The Russian authorities had been burned before. When they offed Dzhokhar Dudayev, they not only failed to win the first Chechen war, but got closer to defeat. While Maskhadov was still alive, the theoretical hope for negotiations remained. Moscow, despite its tough guy stance, was not ready to reject this option completely.
Clearly, the order came from on high. What forced the people in command in the Kremlin to decide to get rid of Maskhadov? What had changed in Chechnya?
At first glance, nothing had. The war was grinding on. From a military point of view, Maskhadov's death was just as disadvantageous for the federal forces last week as it was three years ago. The resistance was divided into numerous bands, all operating independently.

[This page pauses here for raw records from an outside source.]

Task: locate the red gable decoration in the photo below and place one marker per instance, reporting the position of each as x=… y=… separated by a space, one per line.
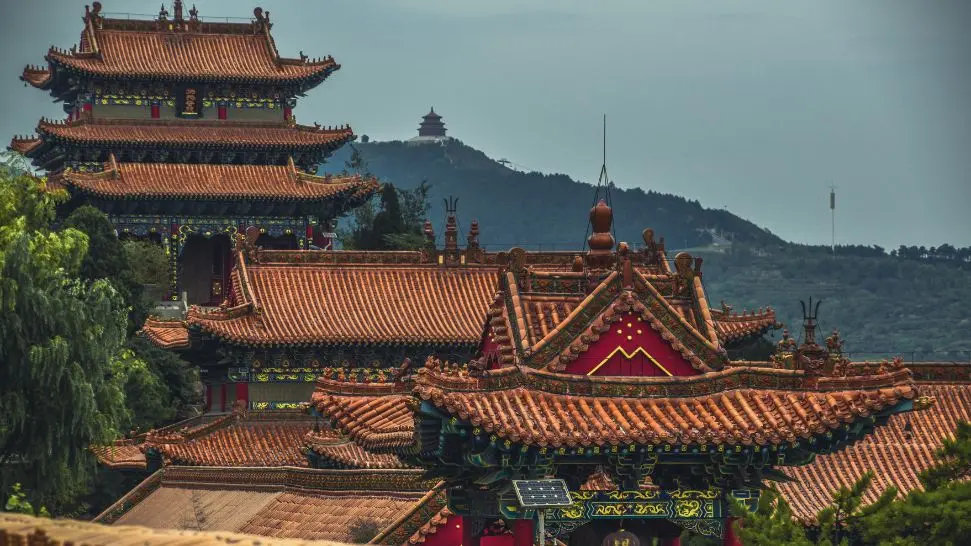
x=631 y=348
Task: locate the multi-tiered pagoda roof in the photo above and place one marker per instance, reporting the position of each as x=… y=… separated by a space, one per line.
x=176 y=49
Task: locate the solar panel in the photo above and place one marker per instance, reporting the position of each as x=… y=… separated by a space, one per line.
x=542 y=493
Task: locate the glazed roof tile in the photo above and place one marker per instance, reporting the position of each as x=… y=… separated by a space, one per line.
x=732 y=327
x=896 y=453
x=205 y=181
x=328 y=517
x=167 y=334
x=214 y=134
x=738 y=406
x=352 y=304
x=21 y=529
x=132 y=49
x=280 y=502
x=376 y=423
x=243 y=444
x=121 y=456
x=348 y=454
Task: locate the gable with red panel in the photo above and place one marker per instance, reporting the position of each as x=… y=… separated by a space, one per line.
x=631 y=348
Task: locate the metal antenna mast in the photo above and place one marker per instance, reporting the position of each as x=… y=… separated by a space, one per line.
x=832 y=209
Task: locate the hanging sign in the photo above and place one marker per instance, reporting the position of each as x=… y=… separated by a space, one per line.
x=621 y=538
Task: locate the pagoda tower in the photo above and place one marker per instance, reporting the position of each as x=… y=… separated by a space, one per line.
x=182 y=131
x=431 y=126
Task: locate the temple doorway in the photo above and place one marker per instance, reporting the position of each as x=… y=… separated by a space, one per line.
x=204 y=268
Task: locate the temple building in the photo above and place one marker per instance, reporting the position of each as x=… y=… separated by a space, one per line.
x=182 y=131
x=607 y=368
x=294 y=316
x=431 y=127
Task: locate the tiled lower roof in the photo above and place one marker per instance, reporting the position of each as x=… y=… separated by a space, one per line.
x=732 y=326
x=348 y=454
x=247 y=443
x=328 y=516
x=126 y=456
x=333 y=304
x=373 y=422
x=282 y=502
x=216 y=134
x=166 y=334
x=21 y=529
x=214 y=181
x=894 y=454
x=746 y=417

Maskhadov had lost the ability to direct day-to-day affairs long ago, along with much of his political authority.
Now, of course, he has become a national hero, a symbol of the fight and an undefeated commander, even outdoing the legendary 19th-century Imam Shamil, who surrendered to Russian troops in the end.
With no one to hold them back, the field commanders will now escalate their military operations, which have already extended beyond the borders of Chechnya. And the most radical separatists will undertake terrorist attacks on Russian cities in retribution. Supporters of fundamentalist Islam are getting stronger in the area (not just in Chechnya but all over Northern Caucasus), and secular nationalists, who are always ready to negotiate with Moscow, are going to get weaker.
The Kremlin knew this would happen. Yet, in deciding to kill the separatist leader, the federal authorities were obviously thinking about what was going on in the rest of Russia, not in Chechnya.
During the second war in Chechnya, the federal government appeared to strive not for military victory but for propaganda points. Now, President Vladimir Putin can claim he kept his promise to hunt terrorists down, even in the john, and hopefully raise his faltering ratings. Now, after Maskhadov was declared to be a terrorist, the Kremlin can report a success in its struggle against terror.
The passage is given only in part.